Remote Image Analysis for Crack Detection
A robust automatic crack detection method utilizing local binary patterns and Bayesian decision theory provides fast, accurate inspection of critical systems by identifying and removing false-cracks in video data.
Inspection of critical systems such as piping within nuclear power plants is an important task that is complicated and time-consuming. Part of the inspection process includes checking for cracks on the metallic surfaces of components using video. Current automatic crack detection methods often fail to detect cracks that are tiny with low contrast. The components' surfaces might have textures, such as scratches, welds, and grind marks, with a similar appearance to cracks, which an automatic crack detection system could easily misidentify as a crack. Given these limitations, videos must be manually checked, which is time-consuming and subjective.

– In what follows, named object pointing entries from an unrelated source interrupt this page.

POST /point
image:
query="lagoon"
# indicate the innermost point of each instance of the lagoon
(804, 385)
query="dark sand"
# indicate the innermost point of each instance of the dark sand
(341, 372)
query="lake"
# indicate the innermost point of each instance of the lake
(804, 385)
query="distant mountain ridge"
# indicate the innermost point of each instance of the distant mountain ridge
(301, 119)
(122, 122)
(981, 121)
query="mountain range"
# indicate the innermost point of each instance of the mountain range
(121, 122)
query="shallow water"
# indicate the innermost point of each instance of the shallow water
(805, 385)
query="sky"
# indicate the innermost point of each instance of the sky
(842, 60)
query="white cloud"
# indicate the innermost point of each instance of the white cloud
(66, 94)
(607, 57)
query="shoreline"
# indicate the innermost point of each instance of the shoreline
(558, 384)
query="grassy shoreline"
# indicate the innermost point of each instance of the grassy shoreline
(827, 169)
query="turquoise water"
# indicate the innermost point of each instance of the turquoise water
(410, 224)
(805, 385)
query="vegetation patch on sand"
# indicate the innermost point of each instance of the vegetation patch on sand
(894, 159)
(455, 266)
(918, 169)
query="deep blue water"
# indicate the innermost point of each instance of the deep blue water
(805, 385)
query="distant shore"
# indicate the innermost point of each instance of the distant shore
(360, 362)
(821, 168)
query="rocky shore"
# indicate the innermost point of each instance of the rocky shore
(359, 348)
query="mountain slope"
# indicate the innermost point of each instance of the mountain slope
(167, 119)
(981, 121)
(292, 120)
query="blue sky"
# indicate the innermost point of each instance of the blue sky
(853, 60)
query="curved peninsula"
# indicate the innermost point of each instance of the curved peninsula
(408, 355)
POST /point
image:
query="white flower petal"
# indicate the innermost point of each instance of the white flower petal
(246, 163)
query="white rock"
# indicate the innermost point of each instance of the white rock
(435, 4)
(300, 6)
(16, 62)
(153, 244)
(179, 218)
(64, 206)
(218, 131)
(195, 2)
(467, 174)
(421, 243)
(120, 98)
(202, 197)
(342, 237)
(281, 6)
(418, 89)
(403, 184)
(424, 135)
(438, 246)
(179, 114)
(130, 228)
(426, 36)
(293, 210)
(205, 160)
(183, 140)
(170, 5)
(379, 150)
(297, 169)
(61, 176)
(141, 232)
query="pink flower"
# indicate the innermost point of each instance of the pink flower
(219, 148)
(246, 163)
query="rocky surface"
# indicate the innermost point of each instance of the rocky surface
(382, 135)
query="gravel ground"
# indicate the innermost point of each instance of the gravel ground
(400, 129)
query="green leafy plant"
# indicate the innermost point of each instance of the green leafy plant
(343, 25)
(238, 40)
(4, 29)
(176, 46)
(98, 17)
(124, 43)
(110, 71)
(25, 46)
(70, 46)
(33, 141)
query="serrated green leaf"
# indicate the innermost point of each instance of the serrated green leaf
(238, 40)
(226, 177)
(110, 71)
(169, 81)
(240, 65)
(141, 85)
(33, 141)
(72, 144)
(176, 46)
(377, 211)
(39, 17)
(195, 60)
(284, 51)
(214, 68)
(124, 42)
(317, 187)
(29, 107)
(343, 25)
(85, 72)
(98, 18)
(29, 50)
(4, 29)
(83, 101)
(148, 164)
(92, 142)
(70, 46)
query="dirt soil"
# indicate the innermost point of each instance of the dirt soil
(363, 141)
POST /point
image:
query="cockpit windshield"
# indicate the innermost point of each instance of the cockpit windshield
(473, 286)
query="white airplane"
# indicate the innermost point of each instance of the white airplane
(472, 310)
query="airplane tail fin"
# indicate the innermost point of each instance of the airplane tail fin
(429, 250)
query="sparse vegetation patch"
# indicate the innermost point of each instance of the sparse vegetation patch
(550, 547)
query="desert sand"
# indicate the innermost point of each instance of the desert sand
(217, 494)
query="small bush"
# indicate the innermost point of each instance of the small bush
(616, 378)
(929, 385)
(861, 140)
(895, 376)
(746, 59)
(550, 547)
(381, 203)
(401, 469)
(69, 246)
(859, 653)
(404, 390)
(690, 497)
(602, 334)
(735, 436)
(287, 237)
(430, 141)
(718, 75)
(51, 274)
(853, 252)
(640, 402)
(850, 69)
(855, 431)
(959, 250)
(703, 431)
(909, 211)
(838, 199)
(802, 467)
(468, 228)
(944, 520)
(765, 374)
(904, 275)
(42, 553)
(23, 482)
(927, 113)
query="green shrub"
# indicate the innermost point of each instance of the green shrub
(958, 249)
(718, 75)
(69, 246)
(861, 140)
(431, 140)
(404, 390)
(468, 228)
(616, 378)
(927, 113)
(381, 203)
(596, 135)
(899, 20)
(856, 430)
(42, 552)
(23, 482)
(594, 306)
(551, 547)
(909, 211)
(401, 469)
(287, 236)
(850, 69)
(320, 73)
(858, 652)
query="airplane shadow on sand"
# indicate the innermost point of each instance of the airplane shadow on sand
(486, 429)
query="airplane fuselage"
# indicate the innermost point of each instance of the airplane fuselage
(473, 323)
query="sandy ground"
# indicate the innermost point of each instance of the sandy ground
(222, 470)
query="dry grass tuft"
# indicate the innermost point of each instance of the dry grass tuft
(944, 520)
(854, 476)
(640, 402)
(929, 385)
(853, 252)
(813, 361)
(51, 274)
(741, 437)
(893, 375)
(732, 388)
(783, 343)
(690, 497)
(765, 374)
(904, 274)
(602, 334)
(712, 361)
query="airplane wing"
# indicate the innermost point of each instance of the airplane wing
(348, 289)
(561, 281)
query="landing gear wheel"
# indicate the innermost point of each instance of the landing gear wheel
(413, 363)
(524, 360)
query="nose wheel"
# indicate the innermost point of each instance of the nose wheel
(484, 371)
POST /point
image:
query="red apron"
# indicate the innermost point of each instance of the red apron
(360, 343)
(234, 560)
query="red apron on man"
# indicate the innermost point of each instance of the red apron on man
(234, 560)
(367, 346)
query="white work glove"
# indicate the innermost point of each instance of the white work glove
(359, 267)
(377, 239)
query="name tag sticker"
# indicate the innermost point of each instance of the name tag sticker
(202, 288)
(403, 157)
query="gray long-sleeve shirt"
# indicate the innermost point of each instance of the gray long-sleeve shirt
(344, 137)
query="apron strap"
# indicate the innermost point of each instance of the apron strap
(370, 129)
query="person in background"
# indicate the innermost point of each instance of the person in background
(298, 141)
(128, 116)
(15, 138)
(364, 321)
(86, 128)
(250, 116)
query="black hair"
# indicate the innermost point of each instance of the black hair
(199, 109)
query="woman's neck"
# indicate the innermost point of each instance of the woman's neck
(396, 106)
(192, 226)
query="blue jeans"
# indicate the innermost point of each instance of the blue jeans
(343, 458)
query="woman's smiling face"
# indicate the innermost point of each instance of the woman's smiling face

Researchers at Purdue University have developed a method of automatically detecting cracks in videos based on local binary pattern (LBP) and Bayesian decision theory. LBP can distinguish between the textures of cracks from background scratches, welds, and grind marks in video frames. This is followed with using the Bayes decision theory to remove falsely-detected cracks by tracking the cracks in different video frames. This method was tested on 20 nuclear power plant inspection videos, with results showing that this method is more robust than any other approach.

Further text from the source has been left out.